Posted By Meaghan Bresnahan, Association of Climate Change Officers, Thursday, July 31, 2014
At the National Security and Climate Change discussion in Washington, DC, on Tuesday, it was noted repeatedly that although many people may not yet realize it, climate change is impacting the world here and now. As Ian Kraucunas of the Pacific Northwest National Laboratory stated, “We are already seeing an increase in certain types of events that are consistent with what [scientists] would expect from climate change, although we can’t attribute any one event to it.”

It is therefore vital that the United States, at the national and local levels, rapidly advances its adaptation and mitigation plans. As such, Kraucunas called on scientists to do a better job of informing decision making by targeting their scientific conclusions and putting them in context for legislators. The panelists further urged those active in the climate change discussion to frame it from a national security point of view.

Craig Gannett of the Henry M. Jackson Foundation noted that the definition of a national security threat has expanded to include massive disruptions caused by climate change. Climate change will increasingly lead to droughts, floods, wildfires, and sea level rise. These effects are going to be major stressors on already unstable nations, potentially increasing the likelihood that they devolve into conflict. Our military will provide aid for increasingly frequent and severe disasters, stretching our own resources even thinner. Domestic agricultural production is also likely to be negatively impacted, and transport may become more difficult and expensive.

Larry Phillips, the chair of the King County Council, summarized the issue elegantly: “Climate change threatens economic security, which is the foundation of national security.” Kraucunas further noted that “climate change is complicating existing threats to national security and raising new ones.”

The melting ice in the Arctic is creating one of those new challenges for the Navy.
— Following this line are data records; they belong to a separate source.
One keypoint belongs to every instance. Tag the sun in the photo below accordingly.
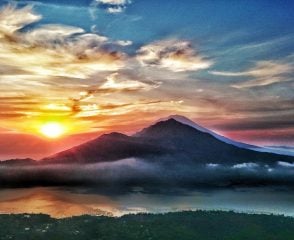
(52, 130)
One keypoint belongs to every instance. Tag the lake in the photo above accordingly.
(66, 202)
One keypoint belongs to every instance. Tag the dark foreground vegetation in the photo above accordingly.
(200, 225)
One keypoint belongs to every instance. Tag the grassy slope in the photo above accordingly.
(179, 226)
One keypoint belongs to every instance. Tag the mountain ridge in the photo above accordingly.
(168, 140)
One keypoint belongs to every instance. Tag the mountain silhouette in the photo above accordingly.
(169, 141)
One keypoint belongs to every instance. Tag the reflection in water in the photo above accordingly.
(72, 202)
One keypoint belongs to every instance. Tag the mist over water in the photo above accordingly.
(135, 185)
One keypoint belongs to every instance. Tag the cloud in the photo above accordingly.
(245, 165)
(113, 83)
(174, 55)
(286, 164)
(50, 33)
(13, 19)
(264, 73)
(111, 6)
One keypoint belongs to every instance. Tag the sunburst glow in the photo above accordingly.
(52, 130)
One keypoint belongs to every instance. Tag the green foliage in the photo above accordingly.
(171, 226)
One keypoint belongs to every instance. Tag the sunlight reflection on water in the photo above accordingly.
(61, 203)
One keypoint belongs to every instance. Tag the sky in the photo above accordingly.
(97, 66)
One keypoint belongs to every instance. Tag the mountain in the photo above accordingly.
(108, 147)
(170, 140)
(190, 123)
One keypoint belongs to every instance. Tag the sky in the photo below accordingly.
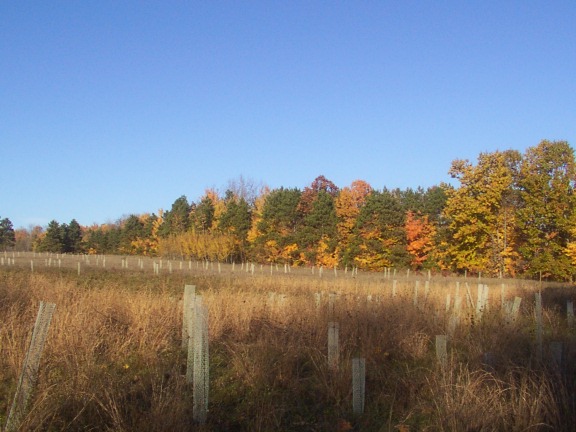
(112, 108)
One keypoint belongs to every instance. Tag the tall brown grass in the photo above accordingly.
(113, 359)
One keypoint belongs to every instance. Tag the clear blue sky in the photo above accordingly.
(109, 108)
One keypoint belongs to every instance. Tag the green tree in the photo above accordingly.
(318, 236)
(177, 220)
(53, 240)
(203, 215)
(380, 238)
(72, 237)
(236, 221)
(7, 234)
(546, 215)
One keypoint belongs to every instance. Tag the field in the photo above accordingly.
(113, 359)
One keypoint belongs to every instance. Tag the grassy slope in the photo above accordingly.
(113, 358)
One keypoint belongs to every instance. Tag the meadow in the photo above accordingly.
(113, 359)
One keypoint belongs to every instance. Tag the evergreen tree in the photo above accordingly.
(7, 234)
(203, 215)
(320, 225)
(53, 240)
(546, 216)
(236, 221)
(72, 233)
(177, 220)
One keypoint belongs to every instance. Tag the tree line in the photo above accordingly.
(509, 213)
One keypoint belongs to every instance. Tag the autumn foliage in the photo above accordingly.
(508, 213)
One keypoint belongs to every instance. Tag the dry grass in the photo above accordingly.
(113, 358)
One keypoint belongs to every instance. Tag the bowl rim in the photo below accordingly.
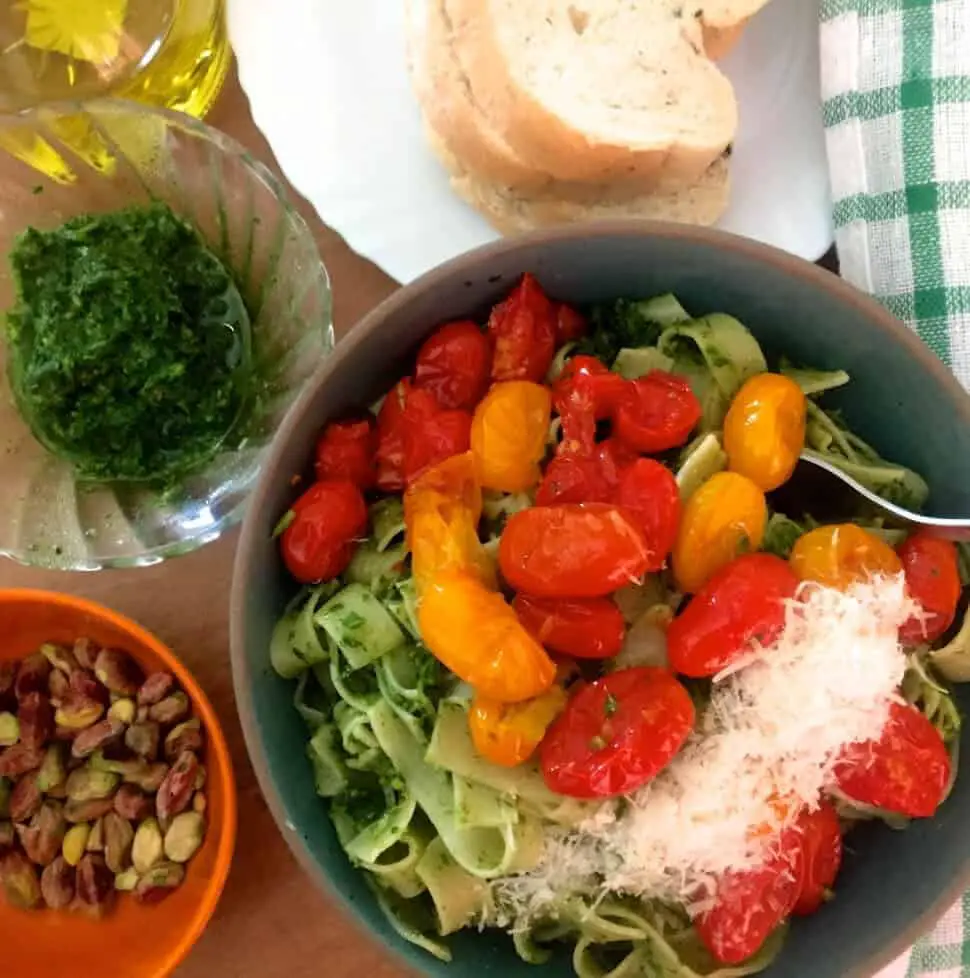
(227, 145)
(344, 351)
(228, 825)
Commander John Marburger indicated that there will be a potential threat to global security as Arctic sea ice continues to decline and traffic through this newly opened route increases. However, he also stated that the Arctic provides the United States “a chance to get [adaptation] right the first time” through preparation, planning, and international collaboration.
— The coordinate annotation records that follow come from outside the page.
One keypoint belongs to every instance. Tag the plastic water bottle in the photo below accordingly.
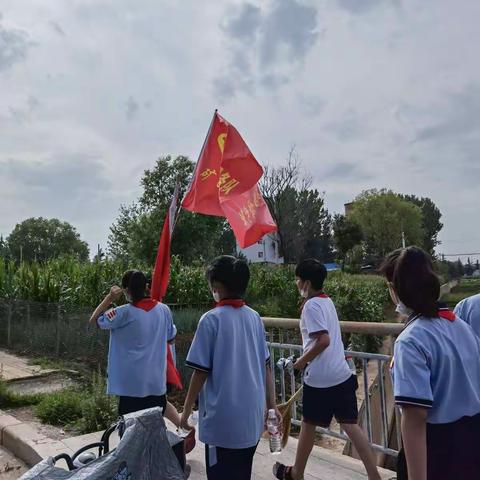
(192, 421)
(351, 364)
(193, 418)
(274, 431)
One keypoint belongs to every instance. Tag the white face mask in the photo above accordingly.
(402, 309)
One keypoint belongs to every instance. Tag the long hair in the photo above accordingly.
(135, 283)
(416, 284)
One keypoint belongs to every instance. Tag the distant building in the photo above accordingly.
(332, 266)
(348, 208)
(266, 250)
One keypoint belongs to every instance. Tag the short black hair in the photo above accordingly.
(417, 285)
(231, 272)
(313, 270)
(136, 283)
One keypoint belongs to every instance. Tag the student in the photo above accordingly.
(328, 384)
(137, 355)
(231, 373)
(469, 311)
(436, 375)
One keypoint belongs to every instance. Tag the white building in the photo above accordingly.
(265, 250)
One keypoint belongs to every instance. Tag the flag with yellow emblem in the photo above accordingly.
(225, 181)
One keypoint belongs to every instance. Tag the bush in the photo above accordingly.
(87, 410)
(99, 410)
(9, 399)
(61, 408)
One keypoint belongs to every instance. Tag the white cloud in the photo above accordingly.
(382, 94)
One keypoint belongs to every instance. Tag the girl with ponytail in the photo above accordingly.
(436, 375)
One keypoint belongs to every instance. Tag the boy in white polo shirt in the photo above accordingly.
(232, 375)
(328, 384)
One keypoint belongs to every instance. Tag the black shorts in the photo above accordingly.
(134, 404)
(320, 405)
(452, 450)
(231, 464)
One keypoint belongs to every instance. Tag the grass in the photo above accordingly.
(9, 399)
(60, 408)
(49, 363)
(85, 410)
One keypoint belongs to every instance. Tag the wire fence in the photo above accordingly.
(54, 330)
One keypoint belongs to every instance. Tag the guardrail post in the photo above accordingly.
(58, 329)
(9, 325)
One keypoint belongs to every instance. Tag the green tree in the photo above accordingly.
(3, 248)
(382, 216)
(42, 239)
(346, 235)
(135, 234)
(468, 268)
(431, 224)
(460, 268)
(303, 221)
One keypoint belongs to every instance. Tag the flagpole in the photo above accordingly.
(196, 166)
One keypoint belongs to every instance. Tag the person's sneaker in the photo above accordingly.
(190, 441)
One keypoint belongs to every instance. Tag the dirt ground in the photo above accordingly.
(27, 415)
(11, 467)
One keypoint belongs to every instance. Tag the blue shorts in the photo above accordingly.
(320, 405)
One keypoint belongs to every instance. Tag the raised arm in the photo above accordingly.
(114, 293)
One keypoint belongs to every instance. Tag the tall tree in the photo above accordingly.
(3, 248)
(346, 235)
(42, 239)
(431, 224)
(134, 235)
(382, 216)
(304, 224)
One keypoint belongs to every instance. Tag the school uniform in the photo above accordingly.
(436, 366)
(329, 386)
(230, 345)
(469, 311)
(139, 333)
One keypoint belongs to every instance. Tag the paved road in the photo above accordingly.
(11, 468)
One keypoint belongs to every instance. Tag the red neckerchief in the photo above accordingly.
(446, 314)
(305, 300)
(232, 302)
(146, 304)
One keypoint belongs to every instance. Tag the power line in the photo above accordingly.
(459, 254)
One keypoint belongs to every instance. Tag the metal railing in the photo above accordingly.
(379, 430)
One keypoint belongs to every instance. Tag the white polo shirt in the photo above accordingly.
(436, 365)
(469, 311)
(137, 356)
(330, 367)
(230, 345)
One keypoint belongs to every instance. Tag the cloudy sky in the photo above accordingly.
(373, 93)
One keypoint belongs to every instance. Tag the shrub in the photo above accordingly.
(61, 408)
(9, 399)
(99, 410)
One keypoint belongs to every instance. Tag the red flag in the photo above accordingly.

Alice Hill, a senior advisor on the White House National Security Council, highlighted one of the United States’ most decisive efforts toward addressing climate change: President Obama’s Climate Action Plan. The plan’s three pillars involve mitigation, adaptation, and leading international efforts. The more success we have at the local and federal levels with the first two pillars, the better we will be able to address this evolving national security threat. Further, the longer we wait to take action, the more expensive it will be to combat the effects of climate change. To put it another way, Marburger stated, “disaster prevention is less expensive than disaster relief.”

Kraucunas concluded, “There are things we can do to avoid the unmanageable and to manage the unavoidable.” The sooner the United States initiates serious measures toward mitigation and adaptation, the more we minimize the threat of climate change to our national security.